- The Washington Times - Thursday, August 14, 2014

Two journalists arrested amid the clashes of police and protesters in the streets of St. Louis, Missouri, called their treatment “shameful” and outrageous, unjustified and even illegal, and said the militarization of civilian law enforcement is starting to clamp press freedoms.

The reporters who were arrested were Wesley Lowery, with The Washington Post, and Ryan Reilly, with Huffington Post.

HuffPost Media tweeted a quick response of the situation, shortly after learning the details of Mr. Reilly’s arrest: “Our splash on what happened tonight: ‘SHAMEFUL.’ “

Washington Post Executive Editor Marty Baron issued a statement condemning the actions by the Ferguson police, reported by Mediaite: “Wesley has briefed us on what occurred and there was absolutely no justification for his arrest. He was illegally instructed to stop taking video of officers. Then he followed officers’ instructions to leave a McDonald’s — and after contradictory instructions on how to exit, he was slammed against a soda machine and then handcuffed. That behavior was wholly unwarranted and an assault on the freedom of the press to cover the news.”

Mr. Baron then reported that Mr. Lowery was “placed in a holding cell” then released “with no charges and no explanation. He was denied information about the names and badge numbers of those who arrested him.”

The Huffington Post sent out a similarly toned description of what occurred to Mr. Reilly, via Washington bureau chief Ryan Grim, posted by Mediaite: “We are relieved Ryan Reilly and Wesley Lowery are safe, but we are disturbed by their arrest and assault. Ryan was working on his laptop in a McDonald’s near the protests in Ferguson, MO, when police barged in, armed with high-powered weapons, and began clearing the restaurant. Ryan photographed the intrusion and police demanded his ID in response. Ryan, as is his right, declined to provide it. He proceeded to pack up his belongings, but was subsequently arrested for not packing up fast enough. Both Ryan and Wesley were assaulted.”

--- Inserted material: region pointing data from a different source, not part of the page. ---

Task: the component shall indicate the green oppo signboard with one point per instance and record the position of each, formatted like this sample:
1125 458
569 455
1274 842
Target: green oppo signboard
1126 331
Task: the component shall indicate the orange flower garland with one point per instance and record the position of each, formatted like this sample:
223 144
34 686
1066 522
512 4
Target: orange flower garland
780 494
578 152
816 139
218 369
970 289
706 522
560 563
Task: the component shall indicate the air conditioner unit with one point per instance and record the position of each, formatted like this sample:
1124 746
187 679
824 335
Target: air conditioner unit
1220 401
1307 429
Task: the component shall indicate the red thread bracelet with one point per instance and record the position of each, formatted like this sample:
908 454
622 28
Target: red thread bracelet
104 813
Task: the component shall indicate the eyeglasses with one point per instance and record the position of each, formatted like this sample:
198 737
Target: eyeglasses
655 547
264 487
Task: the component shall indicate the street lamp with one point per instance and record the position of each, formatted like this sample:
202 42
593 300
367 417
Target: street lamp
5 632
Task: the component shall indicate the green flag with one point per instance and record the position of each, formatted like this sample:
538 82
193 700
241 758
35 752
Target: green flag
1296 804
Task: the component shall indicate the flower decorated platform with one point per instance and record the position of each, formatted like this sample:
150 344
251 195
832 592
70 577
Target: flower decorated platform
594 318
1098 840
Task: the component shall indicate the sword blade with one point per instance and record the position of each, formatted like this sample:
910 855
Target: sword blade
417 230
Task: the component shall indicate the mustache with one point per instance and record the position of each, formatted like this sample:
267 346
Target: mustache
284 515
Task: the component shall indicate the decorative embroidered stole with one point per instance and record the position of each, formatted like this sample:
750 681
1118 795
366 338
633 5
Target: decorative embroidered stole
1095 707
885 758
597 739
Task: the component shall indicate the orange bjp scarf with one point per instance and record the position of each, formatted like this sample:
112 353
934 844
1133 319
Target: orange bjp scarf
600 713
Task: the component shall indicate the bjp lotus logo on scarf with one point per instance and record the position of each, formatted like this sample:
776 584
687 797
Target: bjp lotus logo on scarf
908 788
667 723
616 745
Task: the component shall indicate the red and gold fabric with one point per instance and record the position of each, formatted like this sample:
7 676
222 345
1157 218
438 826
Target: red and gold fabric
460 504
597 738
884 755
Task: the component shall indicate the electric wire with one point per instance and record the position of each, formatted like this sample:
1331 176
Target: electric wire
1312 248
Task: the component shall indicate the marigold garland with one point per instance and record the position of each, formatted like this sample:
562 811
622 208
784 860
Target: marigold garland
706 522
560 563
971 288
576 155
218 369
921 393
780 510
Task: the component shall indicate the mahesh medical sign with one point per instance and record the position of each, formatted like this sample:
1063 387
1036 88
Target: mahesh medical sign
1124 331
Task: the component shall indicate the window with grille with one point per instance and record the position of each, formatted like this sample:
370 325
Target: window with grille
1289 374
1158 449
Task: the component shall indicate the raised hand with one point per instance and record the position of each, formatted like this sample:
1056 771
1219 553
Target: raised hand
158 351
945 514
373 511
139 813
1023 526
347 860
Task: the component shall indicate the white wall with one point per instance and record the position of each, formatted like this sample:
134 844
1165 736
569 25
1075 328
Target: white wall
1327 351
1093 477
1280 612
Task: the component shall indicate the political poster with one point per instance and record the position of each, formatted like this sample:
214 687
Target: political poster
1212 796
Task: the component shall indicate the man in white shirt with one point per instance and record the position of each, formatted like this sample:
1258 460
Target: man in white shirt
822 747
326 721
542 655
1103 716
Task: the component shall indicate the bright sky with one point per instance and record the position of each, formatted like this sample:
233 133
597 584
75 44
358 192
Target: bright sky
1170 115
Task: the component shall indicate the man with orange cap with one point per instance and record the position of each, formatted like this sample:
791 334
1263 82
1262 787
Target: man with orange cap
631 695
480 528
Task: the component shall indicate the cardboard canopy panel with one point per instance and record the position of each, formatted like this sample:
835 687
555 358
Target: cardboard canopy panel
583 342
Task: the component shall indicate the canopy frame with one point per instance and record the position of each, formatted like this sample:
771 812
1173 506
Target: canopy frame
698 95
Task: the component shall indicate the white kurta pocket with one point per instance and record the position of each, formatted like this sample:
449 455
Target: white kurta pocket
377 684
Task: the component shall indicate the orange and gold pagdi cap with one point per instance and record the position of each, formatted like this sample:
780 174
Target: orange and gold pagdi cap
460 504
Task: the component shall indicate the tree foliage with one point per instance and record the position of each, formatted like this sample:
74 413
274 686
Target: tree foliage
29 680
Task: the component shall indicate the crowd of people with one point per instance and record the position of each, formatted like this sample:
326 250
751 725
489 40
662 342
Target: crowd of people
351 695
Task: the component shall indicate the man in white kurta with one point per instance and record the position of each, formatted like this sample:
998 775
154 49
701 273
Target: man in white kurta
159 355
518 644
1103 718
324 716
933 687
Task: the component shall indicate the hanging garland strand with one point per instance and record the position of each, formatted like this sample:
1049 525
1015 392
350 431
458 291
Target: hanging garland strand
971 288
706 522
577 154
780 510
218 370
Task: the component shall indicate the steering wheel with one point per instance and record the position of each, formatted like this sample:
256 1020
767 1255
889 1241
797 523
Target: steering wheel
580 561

Mr. Grim then accused the police of “false arrest” and “militant aggression,” Mediaite reported.

He went on: “Ryan, who has reported multiple times from Guantanamo Bay, said that the police resembled soldiers more than officers and treated those inside the McDonald’s as ‘enemy combatants.’ Police militarization has been among the most consequential and unnoticed developments of our time, and it is now beginning to affect press freedom.”